Pemkab Aceh Besar Diminta Jelaskan Blue Print Kanal Krueng Aceh dan IMB Gedung ANRI

Gerakan Independen Advokasi Rakyat meminta Pemerintah Kabupaten Aceh Besar dan Pemerintah Kota Banda Aceh mencabut tentang perintah pembongkaran yang ditujukan kepada warga di sekitar bantaran sungai kanal Krueng Aceh. Mereka juga meminta Balai Wilayah Sungai Sumatra 1 menunjukkan Blue Print Kanal Banjir Krueng Aceh.


“Masyarakat harus tahu blue print itu,” kata Koordinator Gerakan Independen Advokasi Rakyat, Rafsanjani, kepada rmolaceh.id, Rabu, 21 Oktober 2020.

Masyarakat, kata Rafsan, perlu dilibatkan dalam upaya menjaga kesinambungan pembangunan pascapergusuran yang dialami warga pada lahan tersebut.

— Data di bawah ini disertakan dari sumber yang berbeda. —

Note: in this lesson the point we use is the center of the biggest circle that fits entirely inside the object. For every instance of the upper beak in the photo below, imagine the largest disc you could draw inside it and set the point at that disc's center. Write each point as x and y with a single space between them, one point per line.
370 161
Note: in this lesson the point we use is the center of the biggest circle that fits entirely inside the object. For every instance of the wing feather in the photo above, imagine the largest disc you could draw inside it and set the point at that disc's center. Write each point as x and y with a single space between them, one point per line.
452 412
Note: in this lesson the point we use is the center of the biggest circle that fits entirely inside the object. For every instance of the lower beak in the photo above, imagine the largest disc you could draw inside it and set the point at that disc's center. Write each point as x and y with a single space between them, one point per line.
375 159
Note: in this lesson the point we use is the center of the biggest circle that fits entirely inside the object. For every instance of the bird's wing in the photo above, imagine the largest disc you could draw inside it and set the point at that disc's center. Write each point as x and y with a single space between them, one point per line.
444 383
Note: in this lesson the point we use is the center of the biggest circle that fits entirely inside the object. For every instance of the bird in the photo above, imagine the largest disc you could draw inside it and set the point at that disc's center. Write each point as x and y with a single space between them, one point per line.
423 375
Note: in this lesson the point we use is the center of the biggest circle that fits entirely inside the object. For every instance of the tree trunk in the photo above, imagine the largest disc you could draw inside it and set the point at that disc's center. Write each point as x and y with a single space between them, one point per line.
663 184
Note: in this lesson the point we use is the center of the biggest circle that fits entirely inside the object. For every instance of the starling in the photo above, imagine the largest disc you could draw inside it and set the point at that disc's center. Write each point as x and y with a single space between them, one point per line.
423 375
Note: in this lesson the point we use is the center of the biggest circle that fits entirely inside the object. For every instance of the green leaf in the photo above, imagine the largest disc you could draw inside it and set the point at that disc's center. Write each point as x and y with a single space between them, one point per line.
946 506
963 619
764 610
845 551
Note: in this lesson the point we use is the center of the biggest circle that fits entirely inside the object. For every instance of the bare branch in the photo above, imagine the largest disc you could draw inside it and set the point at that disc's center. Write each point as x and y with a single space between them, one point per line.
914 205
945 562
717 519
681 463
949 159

Selama ini, setelah perintah penertiban itu terbit, muncul kecurigaan bahwa lahan itu akan digunakan oleh lembaga lain.

Rafsan juga meminta Pemerintah Kabupaten Aceh Besar menjelaskan secara hukum terkait keberadaan Gedung Arsip Statis milik Arsip Nasional Republik Indonesia yang berdiri di bantaran kanal yang ditertibkan itu. Jika pemerintah berencana menertibkan kanal itu, seharusnya gedung milik ANRI itu harus ditertibkan juga.

“Membiarkan gedung itu berdiri di bantaran sungai, di lokasi terlarang, itu jelas melanggar aturan. Karena itu pemerintah kabupaten harus menjelaskan secara rinci mengapa izin mendirikan bangunan untuk gedung itu bisa dikeluarkan meski melanggar aturan,” kata Rafsan.

Kebijakan penertiban itu juga dinilai Rafsan tidak tepat. Seharusnya pemerintah memberikan sejumlah stimulus agar masyarakat tetap dapat menggerakkan roda ekonomi mikro di tengah pandemi Covid-19. Terutama di saat lahan di kanal itu, 80 persen, dipergunakan oleh masyarakat sekitar untuk mencari sumber pendapatan. Penertiban itu, kata Rafsan, menyebabkan mereka kehilangan mata pencarian.

Selain itu, kata Rafsan, penataan Kawasan Kanal Banjir Krueng Aceh seharusnya memiliki perencanaan pembangunan terlebih dahulu. Perencanaan pembangunan tersebut terintegrasi dengan fungsi lahan di tempat kanal bajir serta melibatkan masyarakat sekitar sebagai upaya peningkatan ekonomi daerah dan masyarakat oleh pemerintah daerah.

"Sangat kontras Ketika masyarakat kecil diingat oleh petugas untuk melakukan pembongkaran tapi bangunan-bangunan permanen di kawasan tersebut dibiarkan,” kata Rafsan.

Sebelumnya, Koordinator Forum Masyarakat Kawasan DAS Krueng Aceh, Fakhrurrazi, menilai kebijakan pemerintah tersebut tak berkaitan dengan banjir yang melanda Banda Aceh dan Aceh Besar. “Artinya, tidak ada hal yang mendesak saat pemerintah memutuskan untuk menata kanal Krueng Aceh,” kata Fakhrurrazi.